After stubbing her toe on an (implied) commercial film (NIGHT MOVES/’13), critics’ darling Kelly Reichardt returns to form dragging her artistic tail between her legs with another small contemplative tale, so dark, so quiet, so slow, so earnest, you hardly react at all . . . unless you’re a Film Fest habitué. (New York Film Critics 2020 Best Pic, etc.) Once past a foredooming prologue, we’re cast back to the days of the Oregon Frontier where shy, stranded cook John Magaro and wandering Chinese entrepreneur Orion Lee buddy up to fleece the townsfolk with something new . . . a pastry! A sweet, naturally flavored biscuit; just the thing if only they could get their hands on some milk. But with only one cow in the territory, owned by Property-Is-Theft master Toby Jones (and who better to steal from?), they must risk night raids to get at the mooing source. There’s a fine comedy left unmined in this material; like the old, politically incorrect gag about how to make Hungarian chicken . . . first, steal a chicken!
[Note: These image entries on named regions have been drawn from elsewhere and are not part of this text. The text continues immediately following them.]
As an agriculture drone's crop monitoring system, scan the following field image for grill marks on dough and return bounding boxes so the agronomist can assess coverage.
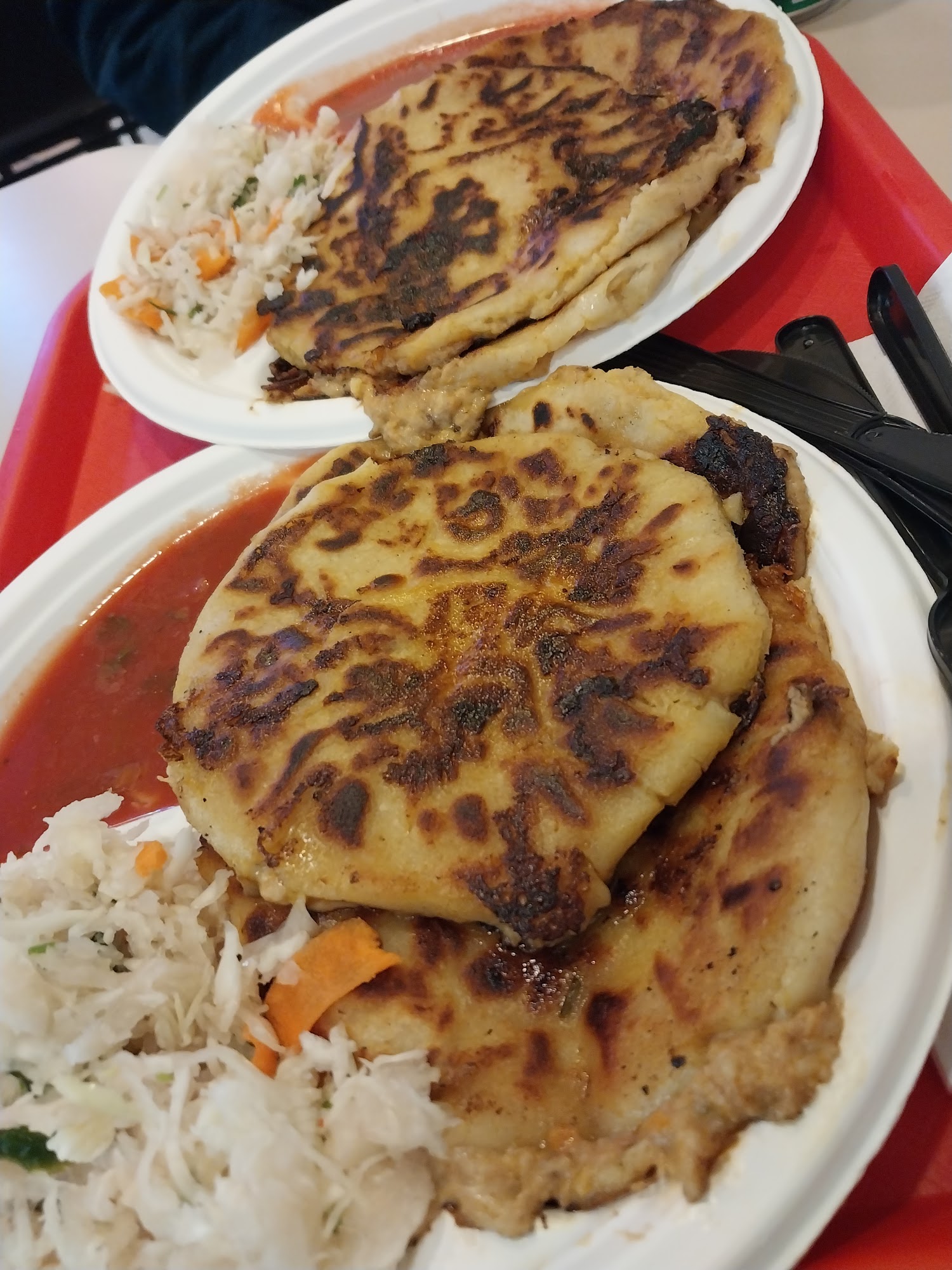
[160,437,765,944]
[269,55,718,375]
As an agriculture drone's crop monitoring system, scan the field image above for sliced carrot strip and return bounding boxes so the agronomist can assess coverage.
[264,199,284,237]
[195,246,231,282]
[99,273,126,300]
[241,1027,278,1077]
[136,842,169,878]
[124,301,162,331]
[235,305,274,353]
[264,917,400,1053]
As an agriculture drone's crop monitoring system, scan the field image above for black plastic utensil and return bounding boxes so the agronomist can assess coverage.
[605,335,952,513]
[720,348,882,414]
[773,314,882,414]
[866,264,952,432]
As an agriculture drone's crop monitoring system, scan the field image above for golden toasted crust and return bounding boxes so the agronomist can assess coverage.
[162,436,769,944]
[315,568,869,1234]
[350,216,688,453]
[493,366,810,578]
[268,60,744,378]
[491,0,797,182]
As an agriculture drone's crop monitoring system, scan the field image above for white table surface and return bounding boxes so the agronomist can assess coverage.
[0,0,952,451]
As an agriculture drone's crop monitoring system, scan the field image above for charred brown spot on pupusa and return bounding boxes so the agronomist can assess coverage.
[654,952,699,1024]
[585,992,628,1072]
[664,415,801,569]
[320,780,371,847]
[452,794,489,842]
[532,401,552,432]
[522,1030,555,1082]
[444,489,505,542]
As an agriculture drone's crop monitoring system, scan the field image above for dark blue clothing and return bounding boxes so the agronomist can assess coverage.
[47,0,335,133]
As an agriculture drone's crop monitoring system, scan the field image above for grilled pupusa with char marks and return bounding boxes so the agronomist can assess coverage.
[202,566,895,1236]
[190,370,896,1236]
[161,434,769,945]
[493,366,810,578]
[476,0,797,203]
[268,53,744,378]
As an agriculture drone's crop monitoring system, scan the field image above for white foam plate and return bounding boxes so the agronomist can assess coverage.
[89,0,823,447]
[0,394,952,1270]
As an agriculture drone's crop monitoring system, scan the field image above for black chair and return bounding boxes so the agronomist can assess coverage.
[0,0,140,187]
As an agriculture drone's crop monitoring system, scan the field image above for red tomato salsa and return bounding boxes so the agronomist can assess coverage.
[254,11,566,131]
[0,465,300,860]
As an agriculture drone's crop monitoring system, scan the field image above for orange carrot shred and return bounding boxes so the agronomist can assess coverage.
[136,842,169,878]
[235,312,274,353]
[99,273,126,300]
[241,1026,278,1077]
[195,246,231,282]
[123,301,162,330]
[264,917,400,1053]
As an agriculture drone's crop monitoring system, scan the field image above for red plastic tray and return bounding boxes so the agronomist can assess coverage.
[0,41,952,1270]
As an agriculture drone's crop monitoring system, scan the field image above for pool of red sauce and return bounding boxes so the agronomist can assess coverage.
[254,10,579,131]
[0,465,301,860]
[0,10,581,860]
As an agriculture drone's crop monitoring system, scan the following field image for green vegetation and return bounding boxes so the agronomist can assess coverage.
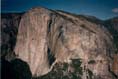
[88,60,95,64]
[33,59,82,79]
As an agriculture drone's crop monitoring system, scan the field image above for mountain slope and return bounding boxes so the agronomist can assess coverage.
[1,7,117,79]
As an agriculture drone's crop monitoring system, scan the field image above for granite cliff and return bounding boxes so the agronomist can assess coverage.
[1,7,118,79]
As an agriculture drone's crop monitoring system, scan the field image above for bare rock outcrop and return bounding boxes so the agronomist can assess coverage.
[1,7,118,79]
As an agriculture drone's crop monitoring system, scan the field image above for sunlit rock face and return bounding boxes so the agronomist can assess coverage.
[1,7,118,79]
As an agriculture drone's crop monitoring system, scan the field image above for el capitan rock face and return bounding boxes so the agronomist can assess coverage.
[0,7,117,79]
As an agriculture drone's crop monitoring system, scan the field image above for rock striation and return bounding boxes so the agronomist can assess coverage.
[1,7,118,79]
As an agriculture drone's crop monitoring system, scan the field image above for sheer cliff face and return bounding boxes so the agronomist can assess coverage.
[1,7,117,79]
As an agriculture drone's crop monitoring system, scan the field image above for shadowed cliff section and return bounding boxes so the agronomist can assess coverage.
[1,7,117,79]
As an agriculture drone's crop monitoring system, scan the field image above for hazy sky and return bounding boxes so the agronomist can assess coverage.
[1,0,118,19]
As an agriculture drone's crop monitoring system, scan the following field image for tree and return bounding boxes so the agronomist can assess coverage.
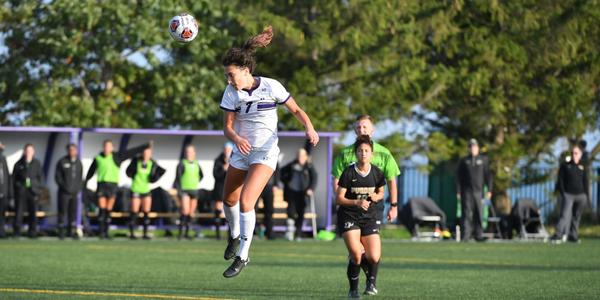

Alas, Reichardt couldn’t spot a joke in a Catskills Hotel. Instead, a needlessly extended two-plus hours of whispered dialogue in poorly defined, murky interiors, captured in less than optimum digital photography.*
WATCH THIS, NOT THAT: Reichardt’s determinist style probably worked best in her other Oregon territory tale, the enigmatic MEEK’S CUTOFF/’10, an acquired taste you may not acquire. OR: Thematically similar Western from Blake Edwards (of all people) in the underrated WILD ROVERS/’71.
LINK: More Reichardt Write Ups here: https://maksquibs.blogspot.com/search?q=reichardt OR: For WILD ROVERS: https://maksquibs.blogspot.com/2020/06/wild-rovers.html
ATTENTION MUST BE PAID: *And in the old, squarish Academy Ratio in case we missed the artistic self-restraint. Perhaps Reichardt’s real gift lies in writing up grant proposals.